# Pacific Circumnavigation



## TSOJOURNER (Dec 16, 1999)

Seeking serious practical advice from cruising sailors with experience/knowledge of sailing in Japan, Aleutian Islands, west Alaskan coast around into the Inside Passage, and on the Passage & the US West Coast & Sth America all the way to Tierra del Fuego & Antarctica.

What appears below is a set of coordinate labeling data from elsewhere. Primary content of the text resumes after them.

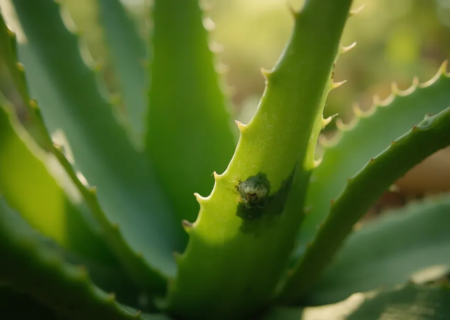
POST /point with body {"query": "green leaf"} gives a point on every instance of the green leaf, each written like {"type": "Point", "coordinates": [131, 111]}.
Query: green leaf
{"type": "Point", "coordinates": [8, 53]}
{"type": "Point", "coordinates": [371, 133]}
{"type": "Point", "coordinates": [31, 267]}
{"type": "Point", "coordinates": [82, 121]}
{"type": "Point", "coordinates": [411, 243]}
{"type": "Point", "coordinates": [188, 127]}
{"type": "Point", "coordinates": [362, 190]}
{"type": "Point", "coordinates": [134, 263]}
{"type": "Point", "coordinates": [402, 303]}
{"type": "Point", "coordinates": [240, 243]}
{"type": "Point", "coordinates": [12, 306]}
{"type": "Point", "coordinates": [28, 186]}
{"type": "Point", "coordinates": [128, 53]}
{"type": "Point", "coordinates": [59, 214]}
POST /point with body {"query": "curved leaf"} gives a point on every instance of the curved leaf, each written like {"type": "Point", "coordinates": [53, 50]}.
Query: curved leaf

This is a serious venture, not yet successfully completed in its entirety by any small sailboat that we have been able to determine (apologises to anyone who has done it (from New Zealand or Australia fully around the Pacific Rim including Alaska & the Antarctic), and please get in touch as your knowledge is invaluable).

So anyone out there who has experience in weather, routing, seasons, ice limits/times, anchorages, places to avoid, unusual hazards, wildlife, boat set-up, clothing, heating, safety or any other useful advice about sailing in extreme cold, northern Pacific waters, the Aleutians, Alaska & Japan, PLEASE get in touch at [email protected]

If you just want to comment on my (in)sanity rather than offer serious, experience-based advice, & if you just can''t help yourself, please restrict your humor, ridicule or general derision to the board. That way, you''ll get your kicks & my inbox won''t be swamped with useless dribble.

Thanks to all for taking the time to read my post. Regards, "Dione" .


----------



## adamgrabowski (Apr 28, 2001)

Just wondering what kind of boat you are taking on this trip?


----------



## TSOJOURNER (Dec 16, 1999)

Avast, Dione...I can probably help for the portion of the "inside passage". I need to know vessel specs, especially draft and engine power/speed under power...very tricky passages, currents and tides. Cheers, Richard.


----------